An unusual novel with some mildly unconventional characters. Steven perhaps gets the least authorial attention of the three main protagonists; he remains something of an enigma throughout, despite our glimpses at his secret self. Confident and competent Libby is shown in some detail, though mostly through her mother’s affectionate eyes.

It is Joanna who stands out, and her depiction is sensitive and deeply moving. Having several too-young widowed friends myself, Joanna’s agonizing internal dilemma as to how to best cope with her own needs when all about her prefer to conveniently view her as “beyond all that” strikes true indeed. Joanna has absolutely no one to confide in, and when her own daughter blithely and rather cruelly speculates on the psychological twists of those who are deprived of a satisfactory sex life, without grasping the obvious fact that her own mother is one of those so deprived, we cringe for both of them, but mostly for proud and stoic Joanna.

The gardening references – very important, as Joanna spends a lot of time working away her many frustrations at the end of a trowel – are impeccably plausible; a decided point in favour as this is something I am alert to, and I’ve frequently caught authors out on their lack of detailed horticultural knowledge. Diana Tutton appears to have been a gardener, or at least a garden lover.

Several lower-class characters, namely the two daily helps employed by Joanna, and the unmarried mother-to-be employed as a cook-companion by Steven’s mother, are depicted in the broadest of caricatures and here the Snob Factor again raises its ugly head, leading me to speculate that the dismissive and critical attitude which the upper-class – or, to be more accurate, upper-middle-class – characters show reflects the author’s personal views and is not merely a fictional device. Several scenes concerning these characters degenerate into broad farce; a jarring note in an otherwise well-constructed tale.

That last caveat aside, I’ll repeat that I liked this novel a lot, and am now very keen indeed to get my hands on the third of Diana Tutton’s elusive novels, The Young Ones. Apparently it concerns a woman’s dealing with the incest of her brother and sister. A decidedly eyebrow-raising scenario, but if Mamma is anything to go by, perhaps intriguingly plotted. I’m up for the gamble, but so far have not come across a copy for sale at any price anywhere, despite diligent online searching.
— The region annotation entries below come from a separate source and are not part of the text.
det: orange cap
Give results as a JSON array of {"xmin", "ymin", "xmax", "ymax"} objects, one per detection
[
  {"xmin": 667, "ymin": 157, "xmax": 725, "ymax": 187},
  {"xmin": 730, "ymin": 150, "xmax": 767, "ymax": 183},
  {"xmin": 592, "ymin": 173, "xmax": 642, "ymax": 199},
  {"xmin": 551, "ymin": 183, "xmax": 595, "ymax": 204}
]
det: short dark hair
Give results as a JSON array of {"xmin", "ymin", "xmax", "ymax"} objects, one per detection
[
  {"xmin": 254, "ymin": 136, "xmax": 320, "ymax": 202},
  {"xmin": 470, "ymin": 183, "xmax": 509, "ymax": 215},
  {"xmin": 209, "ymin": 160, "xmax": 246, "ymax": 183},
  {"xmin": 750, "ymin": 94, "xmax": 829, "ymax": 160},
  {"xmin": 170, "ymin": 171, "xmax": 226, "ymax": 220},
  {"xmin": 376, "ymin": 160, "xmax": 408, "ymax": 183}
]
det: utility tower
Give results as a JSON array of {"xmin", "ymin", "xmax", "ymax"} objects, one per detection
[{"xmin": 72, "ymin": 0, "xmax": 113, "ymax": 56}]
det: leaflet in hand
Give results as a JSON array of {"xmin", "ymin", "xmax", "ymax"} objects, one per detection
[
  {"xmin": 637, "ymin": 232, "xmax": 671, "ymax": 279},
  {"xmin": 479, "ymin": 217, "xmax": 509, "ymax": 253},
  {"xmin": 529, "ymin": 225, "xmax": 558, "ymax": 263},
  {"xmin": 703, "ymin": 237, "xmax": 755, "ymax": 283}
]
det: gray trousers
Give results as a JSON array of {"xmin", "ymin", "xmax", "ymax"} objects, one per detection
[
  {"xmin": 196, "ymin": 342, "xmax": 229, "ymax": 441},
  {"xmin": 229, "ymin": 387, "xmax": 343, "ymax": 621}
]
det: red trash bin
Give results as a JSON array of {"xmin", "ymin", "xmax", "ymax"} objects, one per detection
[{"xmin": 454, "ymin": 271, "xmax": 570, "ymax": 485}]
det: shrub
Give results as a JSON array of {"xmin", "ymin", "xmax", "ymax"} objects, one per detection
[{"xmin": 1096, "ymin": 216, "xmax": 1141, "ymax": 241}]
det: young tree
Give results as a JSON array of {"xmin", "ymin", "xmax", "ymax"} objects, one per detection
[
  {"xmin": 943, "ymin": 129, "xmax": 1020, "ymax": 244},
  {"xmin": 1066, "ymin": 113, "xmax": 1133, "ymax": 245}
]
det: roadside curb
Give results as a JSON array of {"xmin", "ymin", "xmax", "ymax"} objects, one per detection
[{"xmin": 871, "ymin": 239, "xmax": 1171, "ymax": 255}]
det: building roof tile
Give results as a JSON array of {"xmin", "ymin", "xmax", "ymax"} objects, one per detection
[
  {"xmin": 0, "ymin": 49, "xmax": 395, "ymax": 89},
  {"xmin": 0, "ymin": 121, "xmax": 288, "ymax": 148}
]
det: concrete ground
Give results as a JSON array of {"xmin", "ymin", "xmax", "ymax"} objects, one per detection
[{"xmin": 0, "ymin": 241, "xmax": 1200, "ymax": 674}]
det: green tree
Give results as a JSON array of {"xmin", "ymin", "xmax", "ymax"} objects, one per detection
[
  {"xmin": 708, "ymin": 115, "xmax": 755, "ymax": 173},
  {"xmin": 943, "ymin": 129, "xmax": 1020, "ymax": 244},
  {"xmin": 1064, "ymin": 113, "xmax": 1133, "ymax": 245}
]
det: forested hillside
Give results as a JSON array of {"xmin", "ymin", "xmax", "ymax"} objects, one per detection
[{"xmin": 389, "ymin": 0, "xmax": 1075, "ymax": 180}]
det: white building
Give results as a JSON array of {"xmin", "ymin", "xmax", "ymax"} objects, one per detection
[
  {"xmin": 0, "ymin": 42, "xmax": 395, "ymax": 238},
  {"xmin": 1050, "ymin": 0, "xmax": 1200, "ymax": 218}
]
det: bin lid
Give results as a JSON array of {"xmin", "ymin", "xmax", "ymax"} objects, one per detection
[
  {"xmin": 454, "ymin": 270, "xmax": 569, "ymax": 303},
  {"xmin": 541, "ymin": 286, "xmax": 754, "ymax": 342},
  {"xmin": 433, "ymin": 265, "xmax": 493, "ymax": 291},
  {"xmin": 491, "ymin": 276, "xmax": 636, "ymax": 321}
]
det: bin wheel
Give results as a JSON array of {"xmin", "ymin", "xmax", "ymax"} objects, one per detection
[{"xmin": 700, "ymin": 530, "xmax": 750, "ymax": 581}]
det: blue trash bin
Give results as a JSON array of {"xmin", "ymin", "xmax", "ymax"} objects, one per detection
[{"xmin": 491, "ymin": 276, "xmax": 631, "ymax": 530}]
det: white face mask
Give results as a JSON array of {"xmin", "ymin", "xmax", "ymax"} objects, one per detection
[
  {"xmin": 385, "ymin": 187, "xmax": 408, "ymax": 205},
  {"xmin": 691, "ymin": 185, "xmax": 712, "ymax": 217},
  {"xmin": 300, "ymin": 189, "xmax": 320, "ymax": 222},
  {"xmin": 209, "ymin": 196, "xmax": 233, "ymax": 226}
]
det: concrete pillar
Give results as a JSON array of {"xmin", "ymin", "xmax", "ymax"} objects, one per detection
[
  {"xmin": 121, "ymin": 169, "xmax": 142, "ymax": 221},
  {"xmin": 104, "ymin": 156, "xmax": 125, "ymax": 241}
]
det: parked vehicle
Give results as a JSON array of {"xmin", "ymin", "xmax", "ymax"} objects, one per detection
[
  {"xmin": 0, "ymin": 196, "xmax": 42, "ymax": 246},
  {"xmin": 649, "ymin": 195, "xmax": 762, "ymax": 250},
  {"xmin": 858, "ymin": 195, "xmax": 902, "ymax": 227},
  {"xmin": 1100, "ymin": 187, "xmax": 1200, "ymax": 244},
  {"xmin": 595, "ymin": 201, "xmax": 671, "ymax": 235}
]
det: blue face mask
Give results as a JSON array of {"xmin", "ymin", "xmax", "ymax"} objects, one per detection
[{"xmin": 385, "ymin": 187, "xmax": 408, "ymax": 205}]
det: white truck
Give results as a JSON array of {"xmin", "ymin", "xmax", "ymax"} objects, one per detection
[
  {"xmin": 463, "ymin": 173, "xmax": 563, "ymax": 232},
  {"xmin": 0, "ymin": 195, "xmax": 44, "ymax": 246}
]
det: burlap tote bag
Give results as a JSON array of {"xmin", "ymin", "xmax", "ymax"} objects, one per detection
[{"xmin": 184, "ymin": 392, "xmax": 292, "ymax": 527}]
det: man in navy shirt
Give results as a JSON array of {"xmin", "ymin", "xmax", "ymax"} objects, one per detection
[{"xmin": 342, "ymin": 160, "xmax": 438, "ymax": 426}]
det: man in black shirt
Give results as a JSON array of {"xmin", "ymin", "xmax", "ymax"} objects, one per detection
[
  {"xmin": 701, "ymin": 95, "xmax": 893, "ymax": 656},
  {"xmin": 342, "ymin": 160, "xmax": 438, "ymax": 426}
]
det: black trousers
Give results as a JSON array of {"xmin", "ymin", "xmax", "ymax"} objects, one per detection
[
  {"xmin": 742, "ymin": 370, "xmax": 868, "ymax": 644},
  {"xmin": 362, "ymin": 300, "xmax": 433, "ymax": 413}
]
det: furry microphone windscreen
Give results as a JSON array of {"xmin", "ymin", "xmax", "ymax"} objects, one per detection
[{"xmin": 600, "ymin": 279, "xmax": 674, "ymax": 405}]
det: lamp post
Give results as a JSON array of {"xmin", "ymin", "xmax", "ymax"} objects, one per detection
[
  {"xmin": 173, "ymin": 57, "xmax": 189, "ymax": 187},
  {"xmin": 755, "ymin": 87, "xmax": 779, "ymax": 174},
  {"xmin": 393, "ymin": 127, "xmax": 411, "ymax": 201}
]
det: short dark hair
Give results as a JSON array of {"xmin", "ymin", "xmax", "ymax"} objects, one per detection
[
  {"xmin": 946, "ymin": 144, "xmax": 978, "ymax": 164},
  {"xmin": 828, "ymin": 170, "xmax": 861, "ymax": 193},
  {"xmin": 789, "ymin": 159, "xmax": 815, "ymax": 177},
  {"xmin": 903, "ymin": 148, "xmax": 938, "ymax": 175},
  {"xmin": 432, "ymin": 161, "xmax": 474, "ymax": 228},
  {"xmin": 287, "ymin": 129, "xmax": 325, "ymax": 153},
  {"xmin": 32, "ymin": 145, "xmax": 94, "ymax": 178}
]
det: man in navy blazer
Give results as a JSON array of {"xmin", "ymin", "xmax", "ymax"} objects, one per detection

I’ve also been inspired to re-read Guard Your Daughters, and though the annoying bits still make me grit my teeth a bit, I’m enjoying it much more this time round, and may at some point need to revise my review to reflect the second-time-round reading experience.

Back to Mamma, has anyone else read this, and, if so, what did you think? I do believe Simon tackled it at one point, but didn’t write up a review. Any comments most welcome. 🙂

And has anyone come across The Young Ones? And, if so, what’s the word? Worth the hunt?